I was fortunate enough to have a dad that accommodated me in just about everything he did or I did. Having a dad that wanted to be so involved in my life and who wanted to teach me things that a mom doesn’t know as much about was the best way to grow up, as well as the best way to gain confidence in being a girl.

Hanging out in my dad’s shop was a favorite way to spend my time because it was fun helping him. I usually found something fascinating while there and liked getting dirty as a kid. He’d show me what he was working on and explain what he was doing, and sometimes he’d line me out to help him, but it was the stories he told while we worked together that I loved the best. Sometimes he couldn’t help from laughing while he was telling me a story and that was my favorite way to hear them.
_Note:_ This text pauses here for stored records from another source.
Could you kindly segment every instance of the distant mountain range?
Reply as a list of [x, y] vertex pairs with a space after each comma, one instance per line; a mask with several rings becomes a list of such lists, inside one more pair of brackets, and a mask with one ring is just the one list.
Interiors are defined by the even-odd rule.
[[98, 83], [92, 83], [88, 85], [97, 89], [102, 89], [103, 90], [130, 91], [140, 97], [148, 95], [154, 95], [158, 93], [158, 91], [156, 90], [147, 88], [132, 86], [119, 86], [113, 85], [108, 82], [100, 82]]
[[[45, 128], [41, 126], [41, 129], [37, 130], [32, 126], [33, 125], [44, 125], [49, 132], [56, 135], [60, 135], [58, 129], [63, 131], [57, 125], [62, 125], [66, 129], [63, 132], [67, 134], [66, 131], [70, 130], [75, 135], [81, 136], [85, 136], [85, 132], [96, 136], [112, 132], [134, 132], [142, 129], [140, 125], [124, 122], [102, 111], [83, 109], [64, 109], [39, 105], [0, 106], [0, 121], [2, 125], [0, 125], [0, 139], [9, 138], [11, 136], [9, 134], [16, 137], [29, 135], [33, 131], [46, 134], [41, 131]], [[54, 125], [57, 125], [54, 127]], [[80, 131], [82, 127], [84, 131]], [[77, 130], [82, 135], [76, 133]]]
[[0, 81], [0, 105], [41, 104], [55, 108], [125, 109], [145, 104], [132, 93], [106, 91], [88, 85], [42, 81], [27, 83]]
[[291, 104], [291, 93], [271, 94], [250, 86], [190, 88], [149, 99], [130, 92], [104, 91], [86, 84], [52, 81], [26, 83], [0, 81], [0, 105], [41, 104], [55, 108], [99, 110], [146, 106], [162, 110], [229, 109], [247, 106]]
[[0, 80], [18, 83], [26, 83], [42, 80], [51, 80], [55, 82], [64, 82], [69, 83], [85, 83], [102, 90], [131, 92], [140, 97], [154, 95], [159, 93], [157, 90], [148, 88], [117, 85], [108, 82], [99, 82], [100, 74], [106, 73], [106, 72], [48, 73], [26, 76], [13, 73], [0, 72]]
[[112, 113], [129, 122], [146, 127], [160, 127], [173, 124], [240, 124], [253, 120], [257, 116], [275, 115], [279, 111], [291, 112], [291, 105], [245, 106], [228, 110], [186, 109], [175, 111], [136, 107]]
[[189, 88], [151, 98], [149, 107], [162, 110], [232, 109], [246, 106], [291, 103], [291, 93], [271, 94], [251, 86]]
There were times he’d say, “Why don’t you go pedal your papers,” or, “Go fly a kite for a while, would ya?” I must’ve been annoying at times because years later, I realized it was his polite way of telling me to find something else to do for a while because he was busy. Overall, he was pretty good about letting me hang out with him…as long as I put his stuff back!

Getting to shoot .22’s was an activity my brothers and I looked forward to doing with our dad a lot as kids. Sometimes he’d buy us each a brick of .22 shells, which was a favorite surprise from him because he rarely did any gift shopping. It was a fun way to spend time with our dad and he seemed to enjoy it just as much because we went through a lot of .22 shells.

One of my favorite memories with my dad was getting to go with him in the logging truck to haul logs in the summertime. He’d let me set in his lap and operate the loader, loading logs onto the truck. Oftentimes he’d treat me to an ice cream bar or a pop and a candy bar. That was always a indulgence, since my mom usually didn’t get that kind of stuff for us kids.

For my 8th birthday, my dad took me on a fishing trip with another father and his boys who were about my age. I remember thinking how much fun it was getting to spend time camping and fishing with my dad and not having my brothers along. I had been struggling with math in school, and on the way down to our camping spot he played a math game with me to help me get faster with my math facts.

Since I was the oldest, he took me hunting around the Black Hills and on deer or pheasant hunting trips back to the farm in Lyman County. Those were times that always felt like a special privilege whenever it was just us.

Sometimes when I got frustrated or worried about getting into trouble, especially in high school I would start to cry. I hated the thought of disappointing my dad. As I’d talk, he’d grin, then say “C’here,” and give me a supportive hug and start to laugh over what probably looked like drama to him, making me realize I was stressing over little stuff.

In my twenties, I was convinced I had my dad’s genetics for upper body strength. I was one of the few females who worked in the woods and ran a chainsaw with crews of mostly men when I worked for the Forest Service. Back then, I had what I called “man arms” from packing a chainsaw everyday. Running a saw was something my dad did well, and loved the opportunity to follow in his footsteps.

My dad was a far better instructor on gun safety than the instructors teaching the hunter’s safety course I took. He drilled his safety rules into my head and went over the same important safety issues every time we were around the guns.

I’ve always felt lucky that I grew up with a dad who introduced me to a man’s world in a way that I was able to understand. I’ve often thought that learning from a male’s perspective helped me become a more objective and well-rounded woman (and helped me snag a good husband).